The rage crept in. The anger at WICKED, how many people had they killed. Chuck, Alby, the terrifying story of Nick and Ximena, the attempt on Rachel's life. What was even the point of it all? How could it be justified?

He'd already tried countless times to get the door open himself. And the desk drawers were empty, nothing there but the smell of mildew and cedar. He looked every morning, just in case something might've magically appeared while he slept. Those things happened sometimes when you were dealing with WICKED.

And so he sat, staring at that door. Waiting. White walls and silence. The smell of his own body. Left to think about his friends.
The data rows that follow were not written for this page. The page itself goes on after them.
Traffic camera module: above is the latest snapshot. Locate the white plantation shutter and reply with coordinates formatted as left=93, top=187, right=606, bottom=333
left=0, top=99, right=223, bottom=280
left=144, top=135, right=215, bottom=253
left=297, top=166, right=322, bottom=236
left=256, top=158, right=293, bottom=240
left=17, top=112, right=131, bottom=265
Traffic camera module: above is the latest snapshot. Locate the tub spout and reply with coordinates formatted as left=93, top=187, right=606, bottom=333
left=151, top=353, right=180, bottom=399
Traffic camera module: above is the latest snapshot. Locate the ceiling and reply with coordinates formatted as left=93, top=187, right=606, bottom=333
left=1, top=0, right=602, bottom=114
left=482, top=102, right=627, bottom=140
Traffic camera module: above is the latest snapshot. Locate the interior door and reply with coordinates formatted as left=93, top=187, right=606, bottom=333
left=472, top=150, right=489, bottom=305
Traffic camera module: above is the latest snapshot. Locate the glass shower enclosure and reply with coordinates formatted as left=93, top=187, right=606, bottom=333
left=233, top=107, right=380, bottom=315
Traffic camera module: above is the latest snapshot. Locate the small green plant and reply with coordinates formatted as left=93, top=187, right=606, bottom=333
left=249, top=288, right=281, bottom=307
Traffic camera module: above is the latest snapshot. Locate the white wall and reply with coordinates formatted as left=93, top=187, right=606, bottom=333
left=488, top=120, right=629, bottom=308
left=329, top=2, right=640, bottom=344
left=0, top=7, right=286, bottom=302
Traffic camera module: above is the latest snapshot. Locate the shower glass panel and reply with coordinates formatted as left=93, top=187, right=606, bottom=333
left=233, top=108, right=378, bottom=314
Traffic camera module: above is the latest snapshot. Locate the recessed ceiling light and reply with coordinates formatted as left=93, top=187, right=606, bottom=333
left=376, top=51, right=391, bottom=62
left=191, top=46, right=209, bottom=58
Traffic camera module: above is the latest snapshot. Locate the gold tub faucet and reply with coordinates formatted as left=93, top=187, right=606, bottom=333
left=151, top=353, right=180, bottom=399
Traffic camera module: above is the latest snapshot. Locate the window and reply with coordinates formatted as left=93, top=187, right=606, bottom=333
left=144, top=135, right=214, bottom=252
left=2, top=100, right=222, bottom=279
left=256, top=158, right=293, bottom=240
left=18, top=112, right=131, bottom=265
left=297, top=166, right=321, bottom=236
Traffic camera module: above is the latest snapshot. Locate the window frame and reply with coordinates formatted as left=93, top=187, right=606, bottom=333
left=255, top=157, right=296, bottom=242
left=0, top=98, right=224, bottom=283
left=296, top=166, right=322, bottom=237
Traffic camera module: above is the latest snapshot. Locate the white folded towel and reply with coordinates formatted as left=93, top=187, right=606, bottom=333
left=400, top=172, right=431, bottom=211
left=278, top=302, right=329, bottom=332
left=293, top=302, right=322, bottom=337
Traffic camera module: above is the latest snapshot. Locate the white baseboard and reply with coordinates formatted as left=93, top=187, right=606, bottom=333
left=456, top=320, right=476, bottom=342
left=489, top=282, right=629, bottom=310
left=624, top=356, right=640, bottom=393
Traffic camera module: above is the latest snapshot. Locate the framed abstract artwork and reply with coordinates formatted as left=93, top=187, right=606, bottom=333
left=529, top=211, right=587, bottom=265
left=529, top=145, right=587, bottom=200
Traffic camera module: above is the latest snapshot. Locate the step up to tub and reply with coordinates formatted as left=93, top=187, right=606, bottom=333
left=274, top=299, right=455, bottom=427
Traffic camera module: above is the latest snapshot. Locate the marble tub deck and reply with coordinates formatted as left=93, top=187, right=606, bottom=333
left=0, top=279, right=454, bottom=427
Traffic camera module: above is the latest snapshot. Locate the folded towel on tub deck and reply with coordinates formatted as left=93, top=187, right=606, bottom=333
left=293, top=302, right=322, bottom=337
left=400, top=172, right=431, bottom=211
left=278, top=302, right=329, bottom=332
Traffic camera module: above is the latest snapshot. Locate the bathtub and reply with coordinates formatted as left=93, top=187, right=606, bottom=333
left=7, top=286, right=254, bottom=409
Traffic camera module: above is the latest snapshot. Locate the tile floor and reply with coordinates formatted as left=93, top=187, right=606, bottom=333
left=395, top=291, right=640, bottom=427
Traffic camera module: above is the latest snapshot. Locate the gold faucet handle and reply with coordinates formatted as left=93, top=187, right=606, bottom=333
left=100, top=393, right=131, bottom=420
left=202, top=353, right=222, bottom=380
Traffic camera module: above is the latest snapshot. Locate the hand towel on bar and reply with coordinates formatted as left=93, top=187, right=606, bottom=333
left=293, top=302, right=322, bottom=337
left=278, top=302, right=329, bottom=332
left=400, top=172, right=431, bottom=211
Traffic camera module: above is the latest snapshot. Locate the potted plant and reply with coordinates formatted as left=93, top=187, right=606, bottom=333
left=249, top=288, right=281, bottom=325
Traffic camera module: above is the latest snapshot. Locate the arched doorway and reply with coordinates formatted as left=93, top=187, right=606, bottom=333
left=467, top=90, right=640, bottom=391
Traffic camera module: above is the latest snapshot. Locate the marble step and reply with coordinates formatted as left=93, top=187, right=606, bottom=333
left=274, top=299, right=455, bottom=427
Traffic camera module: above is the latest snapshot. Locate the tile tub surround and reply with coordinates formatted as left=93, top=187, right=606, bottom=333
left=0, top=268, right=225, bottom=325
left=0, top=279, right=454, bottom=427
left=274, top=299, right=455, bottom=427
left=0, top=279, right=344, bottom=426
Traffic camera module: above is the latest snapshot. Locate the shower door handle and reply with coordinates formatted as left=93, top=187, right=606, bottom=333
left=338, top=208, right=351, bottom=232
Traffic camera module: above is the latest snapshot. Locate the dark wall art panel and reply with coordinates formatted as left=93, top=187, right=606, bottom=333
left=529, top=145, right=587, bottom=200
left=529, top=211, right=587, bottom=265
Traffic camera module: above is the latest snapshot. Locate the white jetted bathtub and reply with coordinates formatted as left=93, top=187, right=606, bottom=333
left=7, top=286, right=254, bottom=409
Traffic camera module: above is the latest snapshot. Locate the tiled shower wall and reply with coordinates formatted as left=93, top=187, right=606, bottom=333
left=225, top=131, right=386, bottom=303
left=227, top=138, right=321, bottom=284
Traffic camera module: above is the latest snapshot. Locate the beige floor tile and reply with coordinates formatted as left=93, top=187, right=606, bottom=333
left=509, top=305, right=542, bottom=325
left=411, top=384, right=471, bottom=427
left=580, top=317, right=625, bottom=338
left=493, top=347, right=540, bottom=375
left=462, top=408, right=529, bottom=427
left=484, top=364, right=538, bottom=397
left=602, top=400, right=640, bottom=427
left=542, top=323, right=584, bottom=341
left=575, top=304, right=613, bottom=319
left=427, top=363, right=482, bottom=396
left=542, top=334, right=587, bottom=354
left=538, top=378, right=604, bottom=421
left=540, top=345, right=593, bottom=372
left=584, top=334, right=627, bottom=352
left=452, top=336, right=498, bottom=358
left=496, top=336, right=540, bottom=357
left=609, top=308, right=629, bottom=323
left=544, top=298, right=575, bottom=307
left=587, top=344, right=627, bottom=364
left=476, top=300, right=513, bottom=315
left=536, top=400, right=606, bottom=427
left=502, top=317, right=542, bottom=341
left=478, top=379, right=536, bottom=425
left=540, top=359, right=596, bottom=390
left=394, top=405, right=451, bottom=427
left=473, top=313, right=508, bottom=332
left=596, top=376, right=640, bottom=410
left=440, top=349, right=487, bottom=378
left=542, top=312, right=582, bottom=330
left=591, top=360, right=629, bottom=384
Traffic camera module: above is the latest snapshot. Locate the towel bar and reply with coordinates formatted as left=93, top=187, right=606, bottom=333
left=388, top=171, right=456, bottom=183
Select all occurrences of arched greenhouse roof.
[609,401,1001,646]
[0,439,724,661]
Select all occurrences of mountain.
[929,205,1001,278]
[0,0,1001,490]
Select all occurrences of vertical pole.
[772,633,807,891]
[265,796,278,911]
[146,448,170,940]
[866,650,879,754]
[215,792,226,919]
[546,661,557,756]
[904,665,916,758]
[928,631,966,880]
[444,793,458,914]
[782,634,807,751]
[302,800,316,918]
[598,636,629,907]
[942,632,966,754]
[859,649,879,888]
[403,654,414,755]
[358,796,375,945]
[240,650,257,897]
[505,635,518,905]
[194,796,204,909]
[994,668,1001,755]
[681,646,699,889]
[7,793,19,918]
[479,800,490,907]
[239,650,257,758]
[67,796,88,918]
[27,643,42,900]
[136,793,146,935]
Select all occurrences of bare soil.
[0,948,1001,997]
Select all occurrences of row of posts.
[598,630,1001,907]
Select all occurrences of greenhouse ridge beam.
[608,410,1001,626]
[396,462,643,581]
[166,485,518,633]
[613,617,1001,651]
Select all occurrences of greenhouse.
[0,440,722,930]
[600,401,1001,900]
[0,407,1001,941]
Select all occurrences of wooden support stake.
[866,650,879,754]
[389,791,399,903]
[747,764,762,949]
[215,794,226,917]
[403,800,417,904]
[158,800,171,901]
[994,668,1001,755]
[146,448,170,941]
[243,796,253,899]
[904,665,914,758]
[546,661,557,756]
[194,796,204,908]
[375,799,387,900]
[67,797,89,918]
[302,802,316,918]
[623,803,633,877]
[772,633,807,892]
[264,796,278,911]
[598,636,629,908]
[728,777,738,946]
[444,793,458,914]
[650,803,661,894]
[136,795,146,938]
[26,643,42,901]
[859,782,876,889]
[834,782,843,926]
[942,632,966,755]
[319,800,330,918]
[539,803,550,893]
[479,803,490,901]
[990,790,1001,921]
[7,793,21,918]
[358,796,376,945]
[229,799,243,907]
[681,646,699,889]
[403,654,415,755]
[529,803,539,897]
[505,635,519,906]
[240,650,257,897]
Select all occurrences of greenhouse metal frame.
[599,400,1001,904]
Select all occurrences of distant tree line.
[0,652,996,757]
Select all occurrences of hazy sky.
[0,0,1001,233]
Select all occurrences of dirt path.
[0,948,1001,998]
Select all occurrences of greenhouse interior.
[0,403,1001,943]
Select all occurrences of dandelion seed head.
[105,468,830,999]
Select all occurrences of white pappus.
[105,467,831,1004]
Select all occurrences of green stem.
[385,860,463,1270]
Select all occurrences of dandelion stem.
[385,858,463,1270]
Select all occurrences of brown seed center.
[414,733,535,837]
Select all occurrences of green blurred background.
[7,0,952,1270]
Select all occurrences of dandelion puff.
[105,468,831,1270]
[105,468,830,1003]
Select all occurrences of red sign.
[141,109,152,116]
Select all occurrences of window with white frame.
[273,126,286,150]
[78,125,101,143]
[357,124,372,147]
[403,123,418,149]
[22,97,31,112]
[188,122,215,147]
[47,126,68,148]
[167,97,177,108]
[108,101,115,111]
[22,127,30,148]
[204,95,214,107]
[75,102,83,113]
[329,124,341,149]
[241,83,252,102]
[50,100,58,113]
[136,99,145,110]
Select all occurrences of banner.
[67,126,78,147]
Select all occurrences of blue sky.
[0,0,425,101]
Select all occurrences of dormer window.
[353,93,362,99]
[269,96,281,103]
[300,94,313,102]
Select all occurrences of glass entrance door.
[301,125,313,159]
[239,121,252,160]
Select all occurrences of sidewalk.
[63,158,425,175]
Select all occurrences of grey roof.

He didn't know exactly who was still alive, had never even learnt the names of all the Gladers.

Teresa, Rachel, Aris, Newt, Minho, Harriet, Sonya, Miyoko... The names ran through his mind, like they did every day. No matter how much he strained he could only think of fifteen people that he knew to be alive. Excluding himself, Brenda and Jorge.

There were no more memory dreams in that odd room, not a single one. Thomas dissected every single one he had had in the dorms, the Scorch. Grasping for a sliver of information that could help him. Nothing ever came.

Maybe all that anger was the last string tethering him to sanity as he waited.

Eat. Sleep. Exercise. Thirst for revenge. That was what he did for three more days. Alone.

On the twenty-sixth day, the door opened.